Creemos en Jesucristo

3

Creemos en nuestro Señor Jesucristo, que es el Hijo de Dios. El es el Verbo eternal, nacido del Padre antes de todos los siglos y consustancial al Padre, "homoousios to Patri" (10) y por quien todo ha sido hecho. Se encarnó por obra del Espíritu Santo en el seno de la Virgen María y se hizo hombre: igual por tanto al Padre, según la divinidad, inferior al Padre, según la humanidad (11), y uno en sí mismo, no por una imposible confusión de las naturalezas, sino por la unidad de la persona (12).

Habitó entre nosotros, con plenitud de gracia y de verdad. Anunció e instauró el reino de Dios y nos hizo conocer en El al Padre. Nos dio un mandamiento nuevo: amarnos los unos a los otros como El nos ha amado. Nos enseñó el camino de las bienaventuranzas del Evangelio: la pobreza de espíritu, la mansedumbre, el dolor soportado con paciencia, la sed de justicia, la misericordia, la pureza de corazón, la voluntad de paz, la persecución, soportada por la justicia. Padeció en tiempos de Poncio Pilato, como Cordero de Dios, que lleva sobre sí los pecados del mundo, y murió por nosotros en la Cruz, salvándonos con su sangre redentora. Fue sepultado y por su propio poder resucitó al tercer día, elevándonos por su Resurrección a la participación de la vida divina que es la vida de la gracia. Subió al Cielo y vendrá de nuevo esta vez con gloria para juzgar a vivos y muertos, a cada uno según sus méritos: quienes correspondieron al amor y a la piedad de Dios irán a la vida eterna; quienes lo rechazaron hasta el fin, al fuego inextinguible.

Y su reino no tendrá fin.


Creemos en el Espíritu Santo

4

Creemos en el Espíritu Santo, que es Señor y da la vida, que con el Padre y el Hijo recibe una misma adoración y gloria. El nos ha hablado por los profetas y ha sido enviado a nosotros por Cristo después de su Resurrección y su Ascensión al Padre; El ilumina, vivifica, protege y guía la Iglesia, purificando sus miembros si éstos no se sustraen a la gracia. Su acción, que penetra hasta lo más íntimo del alma, tiene el poder de hacer al hombre capaz de corresponder a la llamada de Jesús: "Sed perfectos como vuestro Padre celestial es perfecto" (Mt., 5,48).
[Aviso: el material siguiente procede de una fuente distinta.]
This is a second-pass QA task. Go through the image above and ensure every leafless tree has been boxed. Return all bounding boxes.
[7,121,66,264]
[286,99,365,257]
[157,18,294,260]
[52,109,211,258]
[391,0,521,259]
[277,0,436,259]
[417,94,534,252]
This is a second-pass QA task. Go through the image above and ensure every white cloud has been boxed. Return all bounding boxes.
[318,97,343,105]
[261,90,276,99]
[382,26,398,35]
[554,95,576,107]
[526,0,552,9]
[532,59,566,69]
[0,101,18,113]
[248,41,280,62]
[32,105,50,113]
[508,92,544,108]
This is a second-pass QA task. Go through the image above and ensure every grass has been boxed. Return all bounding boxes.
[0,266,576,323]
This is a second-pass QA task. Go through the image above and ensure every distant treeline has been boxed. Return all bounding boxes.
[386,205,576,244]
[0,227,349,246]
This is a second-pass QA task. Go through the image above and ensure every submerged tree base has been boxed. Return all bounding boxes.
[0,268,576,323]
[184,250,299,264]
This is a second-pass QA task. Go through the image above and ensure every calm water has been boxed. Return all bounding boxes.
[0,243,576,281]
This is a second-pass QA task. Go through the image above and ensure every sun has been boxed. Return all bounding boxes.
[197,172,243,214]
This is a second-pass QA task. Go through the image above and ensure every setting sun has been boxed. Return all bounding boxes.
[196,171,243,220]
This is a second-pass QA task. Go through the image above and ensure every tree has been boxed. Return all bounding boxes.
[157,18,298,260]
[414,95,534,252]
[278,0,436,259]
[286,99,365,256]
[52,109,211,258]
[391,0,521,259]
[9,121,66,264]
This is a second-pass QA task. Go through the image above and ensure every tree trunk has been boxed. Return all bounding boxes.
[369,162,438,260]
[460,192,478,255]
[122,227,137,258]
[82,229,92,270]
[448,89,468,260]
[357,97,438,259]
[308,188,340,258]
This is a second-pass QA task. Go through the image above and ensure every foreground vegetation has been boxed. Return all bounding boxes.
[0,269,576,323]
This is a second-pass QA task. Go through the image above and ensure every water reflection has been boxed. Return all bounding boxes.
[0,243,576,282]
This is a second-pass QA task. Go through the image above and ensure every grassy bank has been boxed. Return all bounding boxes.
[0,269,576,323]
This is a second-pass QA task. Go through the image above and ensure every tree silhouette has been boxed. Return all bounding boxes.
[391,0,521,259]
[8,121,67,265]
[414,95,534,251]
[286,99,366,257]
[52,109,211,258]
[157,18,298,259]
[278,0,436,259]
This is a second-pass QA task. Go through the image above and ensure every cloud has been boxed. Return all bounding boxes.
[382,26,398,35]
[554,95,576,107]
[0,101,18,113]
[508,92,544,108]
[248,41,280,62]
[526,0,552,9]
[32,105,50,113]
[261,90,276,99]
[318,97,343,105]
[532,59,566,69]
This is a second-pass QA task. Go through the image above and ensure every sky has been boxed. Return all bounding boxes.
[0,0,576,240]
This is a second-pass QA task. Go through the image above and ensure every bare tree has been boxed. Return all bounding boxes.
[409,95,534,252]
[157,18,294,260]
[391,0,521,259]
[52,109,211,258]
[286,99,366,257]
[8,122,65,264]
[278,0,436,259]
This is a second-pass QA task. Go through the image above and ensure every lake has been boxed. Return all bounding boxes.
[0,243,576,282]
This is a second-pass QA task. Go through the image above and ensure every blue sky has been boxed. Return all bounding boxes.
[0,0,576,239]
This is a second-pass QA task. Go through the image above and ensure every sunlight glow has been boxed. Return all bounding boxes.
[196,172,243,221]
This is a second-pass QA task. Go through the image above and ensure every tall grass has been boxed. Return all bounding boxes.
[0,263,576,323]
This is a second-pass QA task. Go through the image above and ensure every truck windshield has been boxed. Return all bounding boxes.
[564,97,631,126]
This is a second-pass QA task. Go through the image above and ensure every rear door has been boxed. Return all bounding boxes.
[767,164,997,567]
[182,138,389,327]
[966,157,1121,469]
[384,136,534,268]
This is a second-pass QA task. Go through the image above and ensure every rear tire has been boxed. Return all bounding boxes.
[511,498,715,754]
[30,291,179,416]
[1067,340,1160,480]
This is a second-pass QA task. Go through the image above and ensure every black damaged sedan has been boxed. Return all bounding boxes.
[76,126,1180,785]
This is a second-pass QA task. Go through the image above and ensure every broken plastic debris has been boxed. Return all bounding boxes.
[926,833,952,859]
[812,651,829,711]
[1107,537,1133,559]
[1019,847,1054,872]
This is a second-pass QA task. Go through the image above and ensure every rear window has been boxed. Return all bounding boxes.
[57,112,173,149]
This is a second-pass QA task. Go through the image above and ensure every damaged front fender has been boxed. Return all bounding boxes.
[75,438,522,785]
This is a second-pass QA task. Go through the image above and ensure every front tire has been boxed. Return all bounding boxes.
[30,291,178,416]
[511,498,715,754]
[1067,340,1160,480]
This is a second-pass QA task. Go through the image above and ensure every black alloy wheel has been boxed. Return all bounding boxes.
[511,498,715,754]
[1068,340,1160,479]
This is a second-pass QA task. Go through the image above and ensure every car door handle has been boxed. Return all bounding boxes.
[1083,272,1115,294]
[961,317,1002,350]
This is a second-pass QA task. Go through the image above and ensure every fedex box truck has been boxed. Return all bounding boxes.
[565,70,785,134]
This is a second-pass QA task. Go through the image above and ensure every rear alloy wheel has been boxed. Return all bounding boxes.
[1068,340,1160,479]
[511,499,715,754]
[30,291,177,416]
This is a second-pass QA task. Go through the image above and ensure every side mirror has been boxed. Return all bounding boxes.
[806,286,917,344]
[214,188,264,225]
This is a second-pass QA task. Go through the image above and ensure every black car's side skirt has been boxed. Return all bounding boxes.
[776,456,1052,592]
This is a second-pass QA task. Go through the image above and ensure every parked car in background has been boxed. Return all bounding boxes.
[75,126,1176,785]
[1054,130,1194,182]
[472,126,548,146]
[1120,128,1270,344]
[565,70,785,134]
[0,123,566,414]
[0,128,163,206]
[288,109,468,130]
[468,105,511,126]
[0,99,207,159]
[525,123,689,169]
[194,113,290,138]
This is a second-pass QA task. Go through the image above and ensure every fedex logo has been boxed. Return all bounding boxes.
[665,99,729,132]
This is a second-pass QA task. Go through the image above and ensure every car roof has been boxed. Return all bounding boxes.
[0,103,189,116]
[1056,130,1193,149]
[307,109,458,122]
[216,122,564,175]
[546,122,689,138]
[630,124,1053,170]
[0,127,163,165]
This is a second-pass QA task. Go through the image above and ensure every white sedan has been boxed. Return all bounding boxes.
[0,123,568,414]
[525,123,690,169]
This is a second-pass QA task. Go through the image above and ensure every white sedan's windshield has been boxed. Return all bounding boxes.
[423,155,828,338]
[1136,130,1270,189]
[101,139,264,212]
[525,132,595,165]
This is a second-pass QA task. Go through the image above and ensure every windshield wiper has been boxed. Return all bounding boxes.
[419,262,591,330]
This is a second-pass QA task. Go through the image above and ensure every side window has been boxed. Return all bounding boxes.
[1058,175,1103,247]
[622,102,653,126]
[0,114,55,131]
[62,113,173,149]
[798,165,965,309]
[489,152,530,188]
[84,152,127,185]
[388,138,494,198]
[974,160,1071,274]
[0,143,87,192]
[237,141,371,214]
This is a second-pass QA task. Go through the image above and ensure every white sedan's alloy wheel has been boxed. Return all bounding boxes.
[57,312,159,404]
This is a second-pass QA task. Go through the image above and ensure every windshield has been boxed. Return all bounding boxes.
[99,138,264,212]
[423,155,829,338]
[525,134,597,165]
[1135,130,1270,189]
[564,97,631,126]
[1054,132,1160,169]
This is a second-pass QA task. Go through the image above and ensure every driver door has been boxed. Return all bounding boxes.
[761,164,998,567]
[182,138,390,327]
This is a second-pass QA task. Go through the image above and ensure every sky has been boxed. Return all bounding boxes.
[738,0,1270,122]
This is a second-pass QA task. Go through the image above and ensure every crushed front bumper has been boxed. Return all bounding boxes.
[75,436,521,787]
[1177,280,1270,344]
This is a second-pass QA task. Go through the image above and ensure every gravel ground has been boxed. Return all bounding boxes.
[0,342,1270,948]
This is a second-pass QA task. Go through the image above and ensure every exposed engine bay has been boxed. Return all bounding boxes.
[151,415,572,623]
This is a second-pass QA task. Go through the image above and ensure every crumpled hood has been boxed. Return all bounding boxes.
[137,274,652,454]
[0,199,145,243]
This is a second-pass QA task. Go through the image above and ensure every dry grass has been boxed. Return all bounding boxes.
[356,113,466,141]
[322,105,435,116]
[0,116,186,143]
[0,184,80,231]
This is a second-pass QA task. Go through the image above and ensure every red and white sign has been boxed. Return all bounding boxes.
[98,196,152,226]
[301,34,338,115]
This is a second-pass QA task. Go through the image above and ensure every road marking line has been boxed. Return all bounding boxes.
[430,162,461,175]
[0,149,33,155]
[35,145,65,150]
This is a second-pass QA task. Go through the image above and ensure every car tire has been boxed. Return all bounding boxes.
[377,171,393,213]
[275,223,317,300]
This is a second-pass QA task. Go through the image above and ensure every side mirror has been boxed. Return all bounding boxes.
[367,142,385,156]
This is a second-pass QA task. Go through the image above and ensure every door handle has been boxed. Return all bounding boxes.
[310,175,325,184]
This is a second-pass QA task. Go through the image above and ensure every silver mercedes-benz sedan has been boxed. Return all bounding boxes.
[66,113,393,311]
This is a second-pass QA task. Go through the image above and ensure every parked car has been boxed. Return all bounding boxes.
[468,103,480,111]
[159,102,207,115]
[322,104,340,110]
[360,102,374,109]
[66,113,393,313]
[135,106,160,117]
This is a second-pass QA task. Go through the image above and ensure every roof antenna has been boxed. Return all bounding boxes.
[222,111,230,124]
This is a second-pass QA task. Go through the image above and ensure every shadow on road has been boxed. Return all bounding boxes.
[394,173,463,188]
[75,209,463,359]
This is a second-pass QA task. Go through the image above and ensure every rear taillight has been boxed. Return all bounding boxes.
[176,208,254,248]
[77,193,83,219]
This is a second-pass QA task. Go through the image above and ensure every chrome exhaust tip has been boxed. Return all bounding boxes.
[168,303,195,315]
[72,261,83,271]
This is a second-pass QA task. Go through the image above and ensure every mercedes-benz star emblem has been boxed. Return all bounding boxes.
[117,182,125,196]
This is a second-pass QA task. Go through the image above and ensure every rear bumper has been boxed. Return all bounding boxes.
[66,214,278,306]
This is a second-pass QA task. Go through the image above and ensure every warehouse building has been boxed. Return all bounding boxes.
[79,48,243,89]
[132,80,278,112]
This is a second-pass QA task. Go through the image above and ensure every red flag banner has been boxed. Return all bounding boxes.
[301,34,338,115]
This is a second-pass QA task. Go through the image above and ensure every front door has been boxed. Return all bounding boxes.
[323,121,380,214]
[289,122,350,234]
Creemos que María es la Madre, siempre Virgen, del Verbo Encarnado, nuestro Dios y Salvador Jesucristo (13) y que en virtud de esta elección singular, Ella ha sido, en atención a los méritos de su Hijo, redimida de modo eminente (14), preservada de toda mancha de pecado original (15) y colmada del don de la gracia más que todas las demás criaturas (16).

Asociada por un vínculo estrecho e indisoluble a los Misterios de la Encarnación y de la Redención (17), la Santísima Virgen, la Inmaculada, ha sido elevada al final de su vida terrena en cuerpo y alma a la gloria celestial (18) y configurada con su Hijo resucitado en la anticipación del destino futuro de todos los justos. Creemos que la Santísima Madre de Dios, nueva Eva, Madre de la Iglesia (19) continúa en el Cielo su misión maternal para con los miembros de Cristo, cooperando al nacimiento y al desarrollo de la vida divina en las almas de los redimidos (20).


El Pecado Original

5

Creemos que en Adán todos pecaron, lo cual quiere decir que la falta original cometida por él hizo caer a la naturaleza humana, común a todos los hombres, en un estado en que experimenta las consecuencias de esta falta y que no es aquel en el que se hallaba la naturaleza al principio en nuestros padres, creados en santidad y justicia y en el que el hombre no conocía ni el mal ni la muerte. Esta naturaleza humana caída, despojada de la vestidura de la gracia, herida en sus propias fuerzas naturales y sometida al imperio de la muerte se transmite a todos los hombres y en este sentido todo hombre nace en pecado.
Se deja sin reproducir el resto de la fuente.